GVN pass has discovered a reinterpretation of bits via a store followed by a load.

%struct.S.coerce = type { i32 addrspace(1)* }
%s.sroa.0 = alloca i32*, align 8, addrspace(5)
%0 = extractvalue %struct.S.coerce %s.coerce, 0
%1 = bitcast i32* addrspace(5)* %s.sroa.0 to i32 addrspace(1)* addrspace(5)*
%2 = addrspacecast i32 addrspace(1)* addrspace(5)* %1 to i32 addrspace(1)
store i32 addrspace(1)* %0, i32 addrspace(1)
%2, align 8

%3 = load i32*, i32* addrspace(5)* %s.sroa.0, align 8, !tbaa !2

GVN pass currently introduces no-op ptrotoint/inttoptr for load.
%3 = ptrtoint i32 addrspace(1)* %0 to i64
%4 = inttoptr i64 %3 to i32*

If bitcast of pointers from different address is allowed, load can be replaced with no-op bitcast
%3 = bitcast i32 addrspace(1)* %0 to i32*

Diff Detail

Event Timeline

skc7 created this revision.Nov 24 2021, 5:58 AM
skc7 requested review of this revision.Nov 24 2021, 5:58 AM
Herald added projects: Restricted Project, Restricted Project. · View Herald TranscriptNov 24 2021, 5:58 AM

Is there an RFC? This quite seems like asking for problems.

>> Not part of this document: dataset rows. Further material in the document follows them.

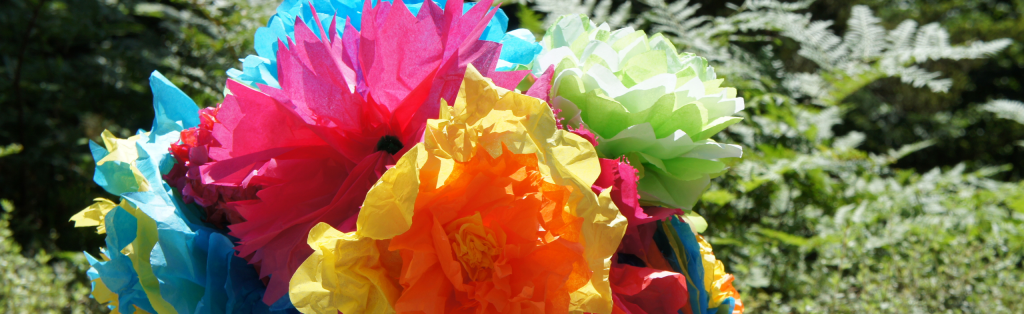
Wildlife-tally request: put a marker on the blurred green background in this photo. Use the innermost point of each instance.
(865, 186)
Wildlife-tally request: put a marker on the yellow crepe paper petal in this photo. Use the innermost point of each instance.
(92, 216)
(346, 273)
(350, 272)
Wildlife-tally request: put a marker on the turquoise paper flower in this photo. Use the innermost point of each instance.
(519, 46)
(160, 258)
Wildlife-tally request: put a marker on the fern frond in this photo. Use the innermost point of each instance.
(1011, 109)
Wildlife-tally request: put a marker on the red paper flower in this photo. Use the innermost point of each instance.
(640, 283)
(347, 108)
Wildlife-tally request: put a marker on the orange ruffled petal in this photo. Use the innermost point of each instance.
(493, 213)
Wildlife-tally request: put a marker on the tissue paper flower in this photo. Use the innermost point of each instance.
(717, 282)
(492, 213)
(519, 46)
(347, 108)
(637, 287)
(159, 257)
(710, 287)
(185, 174)
(644, 101)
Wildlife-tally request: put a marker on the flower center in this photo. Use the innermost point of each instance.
(389, 143)
(476, 249)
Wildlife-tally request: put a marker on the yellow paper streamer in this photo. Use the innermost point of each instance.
(484, 118)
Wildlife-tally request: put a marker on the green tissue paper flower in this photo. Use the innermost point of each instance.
(644, 101)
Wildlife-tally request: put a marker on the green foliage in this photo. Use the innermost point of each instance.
(40, 283)
(74, 68)
(811, 221)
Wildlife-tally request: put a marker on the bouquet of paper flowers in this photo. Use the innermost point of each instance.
(417, 158)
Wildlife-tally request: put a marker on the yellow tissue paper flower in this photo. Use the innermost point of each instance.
(93, 215)
(717, 281)
(495, 194)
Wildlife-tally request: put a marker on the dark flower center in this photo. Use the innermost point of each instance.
(389, 143)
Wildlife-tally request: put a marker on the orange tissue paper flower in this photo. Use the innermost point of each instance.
(493, 213)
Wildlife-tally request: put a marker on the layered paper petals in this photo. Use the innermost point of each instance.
(644, 101)
(348, 105)
(500, 218)
(160, 258)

Patch description should include this avoids a need to introduce ptrtoint/inttoptr pairs

skc7 edited the summary of this revision. (Show Details)Nov 24 2021, 6:59 AM

Patch description should include this avoids a need to introduce ptrtoint/inttoptr pairs

That is a good point, but all the motivational cases seem to be about chaining the address space of the pointee pointer.
Does this come up for changing the address space of the pointer itself? I'm just wondering if this is still relevant with opaque pointers.

Patch description should include this avoids a need to introduce ptrtoint/inttoptr pairs

That is a good point, but all the motivational cases seem to be about chaining the address space of the pointee pointer.
Does this come up for changing the address space of the pointer itself? I'm just wondering if this is still relevant with opaque pointers.

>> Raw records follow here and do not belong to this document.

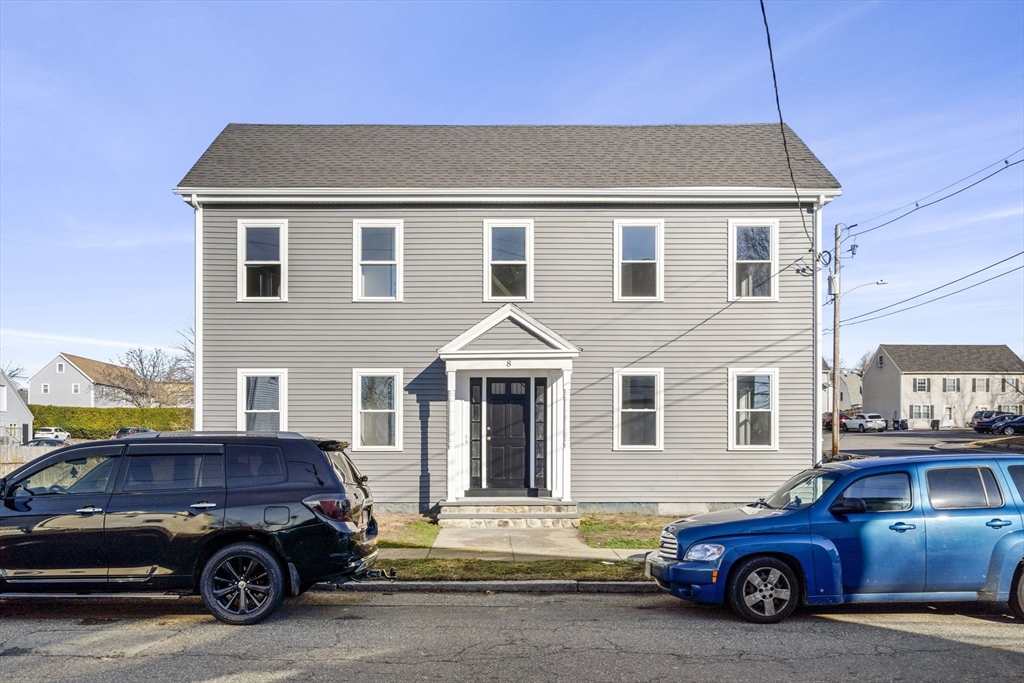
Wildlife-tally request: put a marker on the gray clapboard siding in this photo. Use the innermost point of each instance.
(320, 335)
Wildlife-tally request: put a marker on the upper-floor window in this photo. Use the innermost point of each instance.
(377, 249)
(508, 260)
(262, 260)
(639, 413)
(753, 260)
(262, 399)
(753, 412)
(639, 254)
(377, 410)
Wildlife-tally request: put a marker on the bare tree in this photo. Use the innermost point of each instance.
(863, 363)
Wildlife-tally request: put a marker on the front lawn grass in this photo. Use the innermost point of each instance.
(627, 530)
(406, 531)
(452, 569)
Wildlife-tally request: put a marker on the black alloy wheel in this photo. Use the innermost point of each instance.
(763, 590)
(242, 584)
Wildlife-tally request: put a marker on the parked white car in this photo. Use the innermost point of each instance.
(865, 421)
(51, 432)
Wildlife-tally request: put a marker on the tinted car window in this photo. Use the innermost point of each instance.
(881, 493)
(964, 487)
(254, 466)
(163, 472)
(83, 474)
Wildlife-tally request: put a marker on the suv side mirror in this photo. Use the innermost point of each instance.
(847, 506)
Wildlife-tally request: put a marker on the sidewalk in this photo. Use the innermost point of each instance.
(511, 545)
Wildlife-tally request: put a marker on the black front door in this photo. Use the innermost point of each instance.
(508, 435)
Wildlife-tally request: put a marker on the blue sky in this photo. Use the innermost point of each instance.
(103, 108)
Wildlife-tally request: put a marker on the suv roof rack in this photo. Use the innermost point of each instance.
(266, 434)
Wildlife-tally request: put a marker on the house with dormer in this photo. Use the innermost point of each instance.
(609, 316)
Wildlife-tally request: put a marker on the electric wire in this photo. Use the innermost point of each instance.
(781, 127)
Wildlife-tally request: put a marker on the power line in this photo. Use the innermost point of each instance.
(1005, 160)
(944, 296)
(781, 127)
(941, 199)
(935, 289)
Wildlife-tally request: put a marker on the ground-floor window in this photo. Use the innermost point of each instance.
(262, 399)
(639, 413)
(753, 412)
(921, 412)
(377, 410)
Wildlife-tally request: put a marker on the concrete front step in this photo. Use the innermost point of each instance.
(509, 513)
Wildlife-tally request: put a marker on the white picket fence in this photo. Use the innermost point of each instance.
(12, 457)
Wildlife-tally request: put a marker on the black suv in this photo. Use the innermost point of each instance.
(242, 519)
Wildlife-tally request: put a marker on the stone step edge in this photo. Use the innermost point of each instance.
(550, 586)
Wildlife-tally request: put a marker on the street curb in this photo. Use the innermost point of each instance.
(556, 586)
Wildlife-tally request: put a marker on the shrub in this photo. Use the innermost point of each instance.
(102, 422)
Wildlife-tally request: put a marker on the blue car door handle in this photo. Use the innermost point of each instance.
(998, 523)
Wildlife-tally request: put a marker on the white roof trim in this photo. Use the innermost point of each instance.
(504, 195)
(561, 346)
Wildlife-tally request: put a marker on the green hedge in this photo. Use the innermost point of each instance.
(102, 422)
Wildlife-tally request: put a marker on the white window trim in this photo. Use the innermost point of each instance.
(399, 396)
(658, 224)
(282, 375)
(398, 225)
(282, 225)
(733, 224)
(619, 374)
(735, 372)
(508, 222)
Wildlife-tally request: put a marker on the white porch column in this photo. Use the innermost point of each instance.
(566, 442)
(454, 469)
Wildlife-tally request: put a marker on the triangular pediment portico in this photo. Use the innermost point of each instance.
(509, 333)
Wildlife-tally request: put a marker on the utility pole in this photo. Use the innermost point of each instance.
(836, 291)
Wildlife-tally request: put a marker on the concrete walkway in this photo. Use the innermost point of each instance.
(511, 545)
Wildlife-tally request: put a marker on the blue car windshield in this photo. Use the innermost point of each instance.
(802, 491)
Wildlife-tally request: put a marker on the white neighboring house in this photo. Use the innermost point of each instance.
(922, 383)
(72, 380)
(14, 415)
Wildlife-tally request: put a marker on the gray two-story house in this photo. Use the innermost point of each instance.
(622, 315)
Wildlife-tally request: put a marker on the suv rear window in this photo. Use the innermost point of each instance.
(254, 465)
(962, 487)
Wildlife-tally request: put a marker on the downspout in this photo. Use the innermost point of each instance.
(193, 201)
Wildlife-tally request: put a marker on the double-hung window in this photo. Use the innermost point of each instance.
(377, 410)
(262, 400)
(753, 409)
(508, 260)
(754, 261)
(639, 254)
(639, 409)
(262, 260)
(377, 249)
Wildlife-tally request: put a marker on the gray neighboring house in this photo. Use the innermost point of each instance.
(72, 380)
(921, 383)
(620, 316)
(14, 415)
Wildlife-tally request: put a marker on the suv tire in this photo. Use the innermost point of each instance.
(763, 590)
(242, 584)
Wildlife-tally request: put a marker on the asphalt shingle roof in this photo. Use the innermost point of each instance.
(246, 156)
(954, 358)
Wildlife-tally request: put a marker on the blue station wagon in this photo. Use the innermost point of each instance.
(884, 529)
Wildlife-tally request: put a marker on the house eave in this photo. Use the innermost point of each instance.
(721, 195)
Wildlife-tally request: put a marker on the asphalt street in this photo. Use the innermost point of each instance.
(503, 637)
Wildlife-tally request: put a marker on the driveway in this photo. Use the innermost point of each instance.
(899, 442)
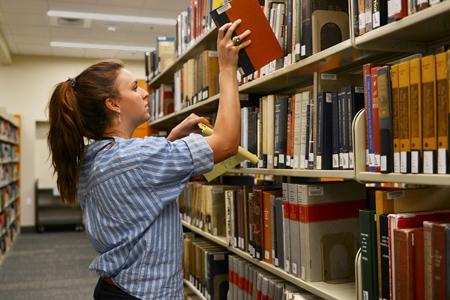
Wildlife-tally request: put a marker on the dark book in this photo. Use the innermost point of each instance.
(263, 37)
(336, 131)
(385, 117)
(379, 13)
(384, 249)
(281, 108)
(324, 131)
(369, 264)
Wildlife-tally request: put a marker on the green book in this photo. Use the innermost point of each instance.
(369, 265)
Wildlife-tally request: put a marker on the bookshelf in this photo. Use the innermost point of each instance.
(420, 32)
(194, 289)
(204, 42)
(9, 180)
(343, 291)
(410, 34)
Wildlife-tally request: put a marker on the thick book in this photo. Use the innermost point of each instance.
(324, 131)
(429, 116)
(415, 120)
(442, 95)
(329, 221)
(404, 117)
(395, 116)
(262, 36)
(368, 242)
(385, 117)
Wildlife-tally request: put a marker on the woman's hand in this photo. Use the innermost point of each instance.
(228, 52)
(187, 126)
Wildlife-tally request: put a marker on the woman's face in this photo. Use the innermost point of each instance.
(133, 100)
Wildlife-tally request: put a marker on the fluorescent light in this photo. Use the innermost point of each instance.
(111, 18)
(100, 46)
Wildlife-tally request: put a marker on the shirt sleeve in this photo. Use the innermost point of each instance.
(164, 162)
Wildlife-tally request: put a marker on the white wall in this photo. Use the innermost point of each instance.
(25, 88)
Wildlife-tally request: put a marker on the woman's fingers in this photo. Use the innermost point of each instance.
(232, 28)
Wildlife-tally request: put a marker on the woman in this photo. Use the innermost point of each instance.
(128, 187)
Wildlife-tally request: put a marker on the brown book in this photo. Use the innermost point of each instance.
(395, 120)
(262, 36)
(442, 112)
(429, 124)
(404, 263)
(405, 143)
(439, 260)
(415, 120)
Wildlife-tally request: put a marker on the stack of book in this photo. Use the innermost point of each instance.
(372, 14)
(404, 243)
(294, 227)
(407, 115)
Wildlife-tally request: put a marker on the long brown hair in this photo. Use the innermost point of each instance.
(77, 111)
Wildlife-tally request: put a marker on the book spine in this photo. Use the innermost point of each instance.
(335, 130)
(442, 93)
(385, 116)
(429, 125)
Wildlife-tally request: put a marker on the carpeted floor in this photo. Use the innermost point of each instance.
(48, 266)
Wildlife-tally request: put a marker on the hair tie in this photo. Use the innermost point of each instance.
(72, 81)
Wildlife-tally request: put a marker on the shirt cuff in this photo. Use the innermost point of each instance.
(201, 152)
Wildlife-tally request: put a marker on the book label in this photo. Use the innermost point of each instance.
(415, 162)
(396, 162)
(442, 161)
(428, 162)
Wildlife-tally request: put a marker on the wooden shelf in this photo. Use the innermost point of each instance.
(344, 291)
(345, 174)
(205, 42)
(194, 289)
(412, 33)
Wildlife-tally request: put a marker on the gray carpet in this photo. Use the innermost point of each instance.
(48, 266)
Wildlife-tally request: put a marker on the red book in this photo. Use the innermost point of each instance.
(375, 119)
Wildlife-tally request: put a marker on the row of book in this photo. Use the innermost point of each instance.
(8, 152)
(372, 14)
(193, 23)
(8, 132)
(219, 275)
(187, 89)
(404, 244)
(302, 132)
(295, 227)
(407, 115)
(7, 194)
(8, 172)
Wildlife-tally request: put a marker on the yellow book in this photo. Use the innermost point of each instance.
(416, 114)
(231, 162)
(404, 129)
(395, 120)
(429, 124)
(442, 112)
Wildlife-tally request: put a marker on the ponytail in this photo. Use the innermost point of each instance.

Nothing about address spaces changes with opaque pointers. The address space is a property of the pointer itself, not the memory it points to. This is for dealing with cases where we end up with a bit reinterpret of a pointer in another address space, and need to do a true no-op cast to convert them.

jrtc27 added a subscriber: jrtc27.Nov 25 2021, 7:24 AM

This seems like it should not apply to non-integral address spaces?

llvm/docs/LangRef.rst
10999

This should be illegal, not legal and undefined, you really want the IR verifier to be able to pick up on this at least, if not an assertion at creation time

llvm/include/llvm/IR/InstrTypes.h
729

Typo "e"

This seems like it should not apply to non-integral address spaces?

No, it shouldn’t care about the individual address spaces. It’s a reinterpret of the bits, the type meanings don’t matter

This seems like it should not apply to non-integral address spaces?

No, it shouldn’t care about the individual address spaces. It’s a reinterpret of the bits, the type meanings don’t matter

Well, they absolutely do for us downstream, but we also don't use the non-integral address space feature, since it didn't exist when our fork started and also has overly restrictive semantics. Normally the places we need to stop these kinds of casts/reinterpretations are a subset of those for non-integral address spaces, but maybe this is one of those exceptions then. I certainly have no clue about what the non-integral address spaces are actually used for and mean :)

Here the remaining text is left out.